Alguns jornalistas e usuários apontaram que o tuite era distorcido e que a conta que veiculou o resumo enganoso parecia suspeita. Mas nenhuma dessas publicações conseguiu até o momento o mesmo alcance.

Estela Aranha, coordenadora de direitos digitais do Ministério da Justiça e Segurança Pública do governo Lula, que participou ao lado de Baerbock do evento Democracia e digitalização: desafios da era digital, da FGV em São Paulo, também tentou denunciar o recorte manipulador da fala da ministra que foi difundido nas redes.

"Eu participei do evento em que a ministra das Relações Exteriores da Alemanha abriu com uma fala cujo trecho está circulando recortado e descontextualizado nas redes sociais, numa manipulação para que ela seja compreendida de forma completamente equivocada e injusta", escreveu Aranha no Twitter.

"[A ministra disse] que compreende que a discussão da guerra da Ucrânia não é central para o dia a dia dos brasileiros (e é normal que seja assim) e por isso ela quer aprofundar a discussão, mostrar como a guerra traz insegurança, instabilidade e desafios econômicos para os países europeus", conclui a coordenadora.

Visita ao Brasil

Baerbock e o ministro alemão do Trabalho, Hubertus Heil, chegaram ao Brasil na última segunda-feira, com agenda em Brasília e São Paulo. Na pauta, além da discussão sobre o ponto de vista alemão sobre a Ucrânia, estavam o recrutamento de profissionais de enfermagem brasileiros para trabalhar na Alemanha e questões de proteção da Amazônia.

Em Brasília, Baerbock se encontrou com a ministra do Meio Ambiente, Marina Silva. A Alemanha é um dos principais financiadores do Fundo Amazônia, um mecanismo bilionário para fomentar programas de proteção da floresta. O fundo ficou paralisado sob o governo Bolsonaro, quando as relações Brasil-Alemanha ficaram estremecidas, mas foi retomado após a posse de Luiz Inácio Lula da Silva na Presidência. Após a vitória de Lula, a Alemanha anunciou um novo aporte de R$ 200 milhões ao fundo.

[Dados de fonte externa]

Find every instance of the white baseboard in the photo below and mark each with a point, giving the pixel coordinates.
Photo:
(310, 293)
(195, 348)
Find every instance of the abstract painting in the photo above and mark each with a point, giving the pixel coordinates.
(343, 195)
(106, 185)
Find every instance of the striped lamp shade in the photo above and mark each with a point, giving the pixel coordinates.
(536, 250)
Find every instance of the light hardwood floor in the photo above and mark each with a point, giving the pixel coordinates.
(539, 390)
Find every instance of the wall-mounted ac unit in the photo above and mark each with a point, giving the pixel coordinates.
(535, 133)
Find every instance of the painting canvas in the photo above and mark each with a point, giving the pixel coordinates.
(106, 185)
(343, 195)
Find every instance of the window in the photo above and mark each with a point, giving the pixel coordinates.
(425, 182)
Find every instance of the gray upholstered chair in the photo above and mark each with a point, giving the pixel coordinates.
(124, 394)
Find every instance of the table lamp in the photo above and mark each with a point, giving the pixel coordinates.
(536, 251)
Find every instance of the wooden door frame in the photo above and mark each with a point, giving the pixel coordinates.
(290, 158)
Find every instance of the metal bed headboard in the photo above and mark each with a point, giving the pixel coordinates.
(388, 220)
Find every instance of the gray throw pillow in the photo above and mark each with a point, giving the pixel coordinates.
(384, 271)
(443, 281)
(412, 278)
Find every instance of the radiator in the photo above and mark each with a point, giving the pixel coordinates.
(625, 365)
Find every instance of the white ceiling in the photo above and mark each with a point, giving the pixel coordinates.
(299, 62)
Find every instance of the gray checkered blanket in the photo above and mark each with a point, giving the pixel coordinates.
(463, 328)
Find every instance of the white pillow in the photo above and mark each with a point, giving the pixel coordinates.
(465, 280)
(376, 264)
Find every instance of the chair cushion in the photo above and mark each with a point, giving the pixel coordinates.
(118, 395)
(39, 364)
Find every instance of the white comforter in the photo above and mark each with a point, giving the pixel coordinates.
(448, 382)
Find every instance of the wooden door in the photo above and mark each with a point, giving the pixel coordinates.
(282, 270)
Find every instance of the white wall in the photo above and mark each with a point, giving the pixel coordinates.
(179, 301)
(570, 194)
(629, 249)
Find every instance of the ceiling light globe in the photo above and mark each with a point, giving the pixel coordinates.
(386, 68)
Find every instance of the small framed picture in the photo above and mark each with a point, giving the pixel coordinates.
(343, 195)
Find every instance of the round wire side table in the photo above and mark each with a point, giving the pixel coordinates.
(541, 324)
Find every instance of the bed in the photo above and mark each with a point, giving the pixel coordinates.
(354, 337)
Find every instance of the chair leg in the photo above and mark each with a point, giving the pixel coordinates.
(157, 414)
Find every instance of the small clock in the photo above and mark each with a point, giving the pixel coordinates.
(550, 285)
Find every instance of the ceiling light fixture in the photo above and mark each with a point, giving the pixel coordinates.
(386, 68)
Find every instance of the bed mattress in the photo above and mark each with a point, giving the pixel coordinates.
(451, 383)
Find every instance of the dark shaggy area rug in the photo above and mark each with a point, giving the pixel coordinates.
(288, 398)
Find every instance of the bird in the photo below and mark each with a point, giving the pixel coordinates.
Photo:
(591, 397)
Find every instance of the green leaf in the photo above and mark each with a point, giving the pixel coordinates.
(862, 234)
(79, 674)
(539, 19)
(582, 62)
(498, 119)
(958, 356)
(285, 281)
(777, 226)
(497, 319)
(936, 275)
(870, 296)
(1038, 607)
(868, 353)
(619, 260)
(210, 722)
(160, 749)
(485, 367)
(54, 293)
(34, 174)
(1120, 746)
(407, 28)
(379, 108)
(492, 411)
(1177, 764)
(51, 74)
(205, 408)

Baerbock durante encontro com Marina Silva em BrasíliaFoto: Kira Hofmann/photothek/IMAGO

O chanceler federal Olaf Scholz, e o presidente alemão, Frank-Walter Steinmeier também realizaram em janeiro visitas ao Brasil, não escondendo a satisfação com a vitória de Lula nas eleições e demonstrando forte expectativa com uma retomada de relações amistosas entre os dois países após o fim do governo Bolsonaro.

Antes de embarcar para o Brasil no último domingo, Baerbock afirmou: "O novo governo do presidente Lula quer trazer a voz forte do Brasil para resolver os desafios mais urgentes do mundo. Estamos unidos pela firme convicção de que só pode haver prosperidade se houver liberdade e paz – mesmo que tenhamos perspectivas diferentes, como foi o caso recentemente com a guerra de agressão russa contra a Ucrânia".